Thank you very much for your help.
Theorem: Let $T$ be a bounded self-adjoint linear operator on a Hilbert space. Then $$ \lambda=\inf_{\|x\|=1}\langle Tx,x\rangle $$ is in the spectrum of $T$. Therefore, if $\sigma(T)\subset[0,\infty)$, then $\inf_{\|x\|=1}\langle Tx,x\rangle \ge 0$.

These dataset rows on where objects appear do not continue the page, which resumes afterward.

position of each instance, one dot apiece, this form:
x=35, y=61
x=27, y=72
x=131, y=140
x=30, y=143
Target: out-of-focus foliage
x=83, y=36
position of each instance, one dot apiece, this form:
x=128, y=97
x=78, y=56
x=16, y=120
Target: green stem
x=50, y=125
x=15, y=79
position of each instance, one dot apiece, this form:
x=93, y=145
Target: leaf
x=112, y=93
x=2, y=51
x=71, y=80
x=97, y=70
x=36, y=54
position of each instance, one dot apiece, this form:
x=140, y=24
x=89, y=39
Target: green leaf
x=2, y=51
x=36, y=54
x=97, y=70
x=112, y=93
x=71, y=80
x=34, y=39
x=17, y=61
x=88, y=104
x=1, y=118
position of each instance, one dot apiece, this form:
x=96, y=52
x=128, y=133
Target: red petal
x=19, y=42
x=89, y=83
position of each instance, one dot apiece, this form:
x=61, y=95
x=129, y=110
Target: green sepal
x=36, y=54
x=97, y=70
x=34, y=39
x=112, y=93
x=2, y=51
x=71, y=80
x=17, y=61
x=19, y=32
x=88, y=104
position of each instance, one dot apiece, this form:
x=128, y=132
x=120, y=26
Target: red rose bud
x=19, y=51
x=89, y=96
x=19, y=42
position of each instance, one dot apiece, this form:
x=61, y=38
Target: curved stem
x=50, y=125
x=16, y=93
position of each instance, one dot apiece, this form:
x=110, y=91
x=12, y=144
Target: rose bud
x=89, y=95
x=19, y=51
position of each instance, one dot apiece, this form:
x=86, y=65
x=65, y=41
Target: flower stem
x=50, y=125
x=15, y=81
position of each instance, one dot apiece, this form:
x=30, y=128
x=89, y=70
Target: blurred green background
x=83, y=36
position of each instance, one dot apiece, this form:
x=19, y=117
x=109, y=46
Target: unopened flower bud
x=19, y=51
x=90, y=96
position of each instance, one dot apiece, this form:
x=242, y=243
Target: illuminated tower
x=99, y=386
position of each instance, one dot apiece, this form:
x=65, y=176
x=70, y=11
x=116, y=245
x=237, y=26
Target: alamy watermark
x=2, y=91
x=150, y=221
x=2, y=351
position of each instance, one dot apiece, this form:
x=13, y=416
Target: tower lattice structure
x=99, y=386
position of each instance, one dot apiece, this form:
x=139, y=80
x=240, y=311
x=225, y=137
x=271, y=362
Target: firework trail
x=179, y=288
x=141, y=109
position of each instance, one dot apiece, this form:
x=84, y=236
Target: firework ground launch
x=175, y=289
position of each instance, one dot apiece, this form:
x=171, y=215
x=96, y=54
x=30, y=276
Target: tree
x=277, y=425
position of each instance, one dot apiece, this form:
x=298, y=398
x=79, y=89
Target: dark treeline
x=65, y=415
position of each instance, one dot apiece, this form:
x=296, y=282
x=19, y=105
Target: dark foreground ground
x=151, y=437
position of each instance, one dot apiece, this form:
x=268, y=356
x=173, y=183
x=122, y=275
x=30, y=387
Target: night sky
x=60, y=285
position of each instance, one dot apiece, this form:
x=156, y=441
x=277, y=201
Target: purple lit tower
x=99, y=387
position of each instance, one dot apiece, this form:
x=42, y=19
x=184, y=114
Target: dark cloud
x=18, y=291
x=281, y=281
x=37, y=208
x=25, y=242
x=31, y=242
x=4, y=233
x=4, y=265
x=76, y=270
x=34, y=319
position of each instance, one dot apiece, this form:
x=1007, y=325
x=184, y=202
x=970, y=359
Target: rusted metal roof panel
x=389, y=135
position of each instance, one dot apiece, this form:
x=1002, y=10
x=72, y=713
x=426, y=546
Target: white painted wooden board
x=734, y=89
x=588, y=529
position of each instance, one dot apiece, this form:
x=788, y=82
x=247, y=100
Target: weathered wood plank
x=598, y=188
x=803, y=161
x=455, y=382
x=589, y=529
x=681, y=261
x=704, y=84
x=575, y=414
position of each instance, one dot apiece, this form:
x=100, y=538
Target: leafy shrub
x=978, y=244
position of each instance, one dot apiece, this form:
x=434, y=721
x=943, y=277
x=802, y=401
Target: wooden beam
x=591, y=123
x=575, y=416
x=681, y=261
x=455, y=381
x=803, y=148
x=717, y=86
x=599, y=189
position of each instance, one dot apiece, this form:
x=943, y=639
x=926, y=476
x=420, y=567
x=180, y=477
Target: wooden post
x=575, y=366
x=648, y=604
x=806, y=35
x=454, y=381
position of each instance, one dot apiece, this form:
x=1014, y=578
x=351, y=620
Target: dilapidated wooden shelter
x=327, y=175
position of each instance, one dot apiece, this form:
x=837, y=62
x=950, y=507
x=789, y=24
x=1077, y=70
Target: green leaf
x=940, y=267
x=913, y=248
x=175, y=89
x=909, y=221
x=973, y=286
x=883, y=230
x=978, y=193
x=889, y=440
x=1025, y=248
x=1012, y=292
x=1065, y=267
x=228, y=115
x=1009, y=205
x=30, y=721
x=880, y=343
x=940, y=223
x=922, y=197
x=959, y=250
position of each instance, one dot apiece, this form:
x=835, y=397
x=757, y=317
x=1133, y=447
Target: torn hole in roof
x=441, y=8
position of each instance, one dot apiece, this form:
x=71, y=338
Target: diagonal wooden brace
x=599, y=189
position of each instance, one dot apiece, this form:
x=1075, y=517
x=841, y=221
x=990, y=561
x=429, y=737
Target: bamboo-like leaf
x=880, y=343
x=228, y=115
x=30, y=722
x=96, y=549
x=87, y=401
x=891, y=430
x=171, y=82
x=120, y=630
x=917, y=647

Proof: To prove what you want, let $\lambda=\inf_{\|x\|=1}\langle Tx,x\rangle$, and note that $\lambda$ satisfies $$ 0 \le \langle (T-\lambda I)x,x\rangle. $$ Therefore $[x,y] = \langle (T-\lambda I)x,x\rangle$ has all the properties of an inner product, except possibly strict positivity ($[x,x] \ge 0$ is always non-negative.) So the Cauchy-Schwarz inequality holds: $$ |[x,y]|^2 \le [x,x][y,y] \\ |\langle (T-\lambda I)x,y\rangle|^2 \le \langle (T-\lambda I)x,x\rangle\langle(T-\lambda I)y,y\rangle $$ Now set $y=(T-\lambda I)x$ in order to obtain \begin{align} \|(T-\lambda I)x\|^4 &\le \langle (T-\lambda I)x,x\rangle\cdot\langle(T-\lambda I)^2x,(T-\lambda I)x\rangle \\ &\le \langle(T-\lambda I)x,x\rangle\|(T-\lambda I)\|\|(T-\lambda I)x\|\|(T-\lambda I)x\| \\ \|(T-\lambda I)x\|^2 &\le\|(T-\lambda I)\|\langle(T-\lambda I)x,x\rangle \end{align} If you choose a sequence of unit vectors $\{ x_n\}$ so that $\langle (T-\lambda I)x_n,x_n\rangle\rightarrow 0$, it follows that $(T-\lambda I)x_n\rightarrow 0$, which forces $\lambda\in\sigma(T)$. $\;\;\blacksquare$